Connecticut Democratic Senator Chris Murphy, while talking to Wolf Blitzer on CNN Tuesday, said that President Donald Trump’s former national security advisor, Michael Flynn, potentially “faces a lot of jail time” over a subpoena issued by the Senate Intelligence Committee regarding their investigation into Russian interference in the 2016 US presidential elections.
“I mean Michael Flynn can’t hide for very long ultimately he likely has legal liability for his failure to disclose his connections to both the Russian and Turkish government,” Murphy said, “and if he doesn’t tell his story then he likely faces a lot of jail time.”
“And this is the big problem for President Trump,” he warned, “he has got some people very close to him who face pretty serious legal jeopardy, and they may start talking very soon.”
California Democratic Representative Adam Schiff was also present on the program on Tuesday. According to him, Flynn had also refused the House Intelligence Committee’s request for the documents. He further added that they were consider contempt charges to force Flynn to give up the documents.
“Are you prepared to hold General Flynn in contempt of Congress,” Blitzer asked.
“I share the views you just heard expressed by Senator Burr,” Schiff responded, “and that is that it was our preference initially to get these documents and testimony voluntarily, it’s now gonna be necessary to subpoena it.”
“If the general refuses without a good legal basis than I think we do have to explore the use of contempt,” he concluded.
“When you say explore I assume you and your staff and your experts have been looking through what it would mean to actually file contempt charges against General Flynn?” Blitzer asked.
“Well we started out in the hope that the witness that we’ve invited would come and cooperate voluntarily,” Schiff responded. “I’m sure that a great many will, obviously some won’t.

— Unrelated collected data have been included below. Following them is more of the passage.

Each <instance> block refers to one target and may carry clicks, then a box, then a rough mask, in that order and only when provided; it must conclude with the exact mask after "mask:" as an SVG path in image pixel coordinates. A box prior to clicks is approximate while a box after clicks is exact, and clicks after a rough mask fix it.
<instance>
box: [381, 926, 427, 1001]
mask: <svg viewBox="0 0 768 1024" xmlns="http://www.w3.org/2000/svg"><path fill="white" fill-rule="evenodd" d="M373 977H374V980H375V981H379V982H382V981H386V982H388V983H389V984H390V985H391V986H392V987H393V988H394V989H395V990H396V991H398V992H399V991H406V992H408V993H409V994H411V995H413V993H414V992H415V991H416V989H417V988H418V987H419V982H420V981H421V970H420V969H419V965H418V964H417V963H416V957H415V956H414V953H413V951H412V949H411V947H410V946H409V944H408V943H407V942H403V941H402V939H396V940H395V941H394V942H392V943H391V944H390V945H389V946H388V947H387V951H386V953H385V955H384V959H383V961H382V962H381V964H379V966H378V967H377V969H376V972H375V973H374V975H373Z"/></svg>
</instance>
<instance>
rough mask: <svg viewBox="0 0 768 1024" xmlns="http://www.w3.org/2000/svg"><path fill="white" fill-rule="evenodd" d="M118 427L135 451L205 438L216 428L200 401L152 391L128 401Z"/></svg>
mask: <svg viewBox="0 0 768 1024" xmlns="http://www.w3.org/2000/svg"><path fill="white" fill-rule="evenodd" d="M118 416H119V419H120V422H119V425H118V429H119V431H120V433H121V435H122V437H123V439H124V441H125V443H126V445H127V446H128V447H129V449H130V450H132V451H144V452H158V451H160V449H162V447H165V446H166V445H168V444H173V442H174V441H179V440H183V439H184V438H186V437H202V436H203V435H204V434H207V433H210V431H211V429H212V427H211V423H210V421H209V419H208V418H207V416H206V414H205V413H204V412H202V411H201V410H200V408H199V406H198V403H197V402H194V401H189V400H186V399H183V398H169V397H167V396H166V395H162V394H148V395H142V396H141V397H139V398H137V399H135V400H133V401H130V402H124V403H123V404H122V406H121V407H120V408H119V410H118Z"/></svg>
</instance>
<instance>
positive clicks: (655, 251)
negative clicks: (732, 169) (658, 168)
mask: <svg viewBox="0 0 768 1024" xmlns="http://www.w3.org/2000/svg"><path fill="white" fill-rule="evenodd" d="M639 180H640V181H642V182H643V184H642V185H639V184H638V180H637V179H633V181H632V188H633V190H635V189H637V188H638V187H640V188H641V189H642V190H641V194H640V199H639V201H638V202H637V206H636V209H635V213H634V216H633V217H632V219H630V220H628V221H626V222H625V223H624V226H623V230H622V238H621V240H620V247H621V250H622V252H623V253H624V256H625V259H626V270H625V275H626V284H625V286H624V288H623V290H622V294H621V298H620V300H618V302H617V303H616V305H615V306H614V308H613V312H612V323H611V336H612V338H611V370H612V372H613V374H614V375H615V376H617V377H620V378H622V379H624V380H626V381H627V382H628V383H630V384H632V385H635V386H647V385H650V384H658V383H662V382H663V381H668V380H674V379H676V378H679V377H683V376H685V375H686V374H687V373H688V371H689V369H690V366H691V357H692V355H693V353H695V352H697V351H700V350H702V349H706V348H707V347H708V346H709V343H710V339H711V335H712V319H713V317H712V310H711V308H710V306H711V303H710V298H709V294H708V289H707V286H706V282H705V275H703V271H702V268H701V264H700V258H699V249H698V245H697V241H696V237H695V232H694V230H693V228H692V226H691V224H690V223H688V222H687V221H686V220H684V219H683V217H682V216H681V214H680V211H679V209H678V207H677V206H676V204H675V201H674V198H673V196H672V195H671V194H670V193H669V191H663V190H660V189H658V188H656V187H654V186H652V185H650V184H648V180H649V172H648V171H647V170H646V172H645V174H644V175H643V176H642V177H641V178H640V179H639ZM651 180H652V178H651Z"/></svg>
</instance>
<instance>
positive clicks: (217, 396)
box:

But we don’t go into this presuming with most of these witnesses that we’re going to have to fight to get their documents, but we will be vigorous and have to be about getting our information.”
“Our next step is to tailor our subpoenas with the best chance of success,” he explained. “But we’ll also do our own legal research to find out what further steps are necessary if we’re going to have to go the route of contempt.”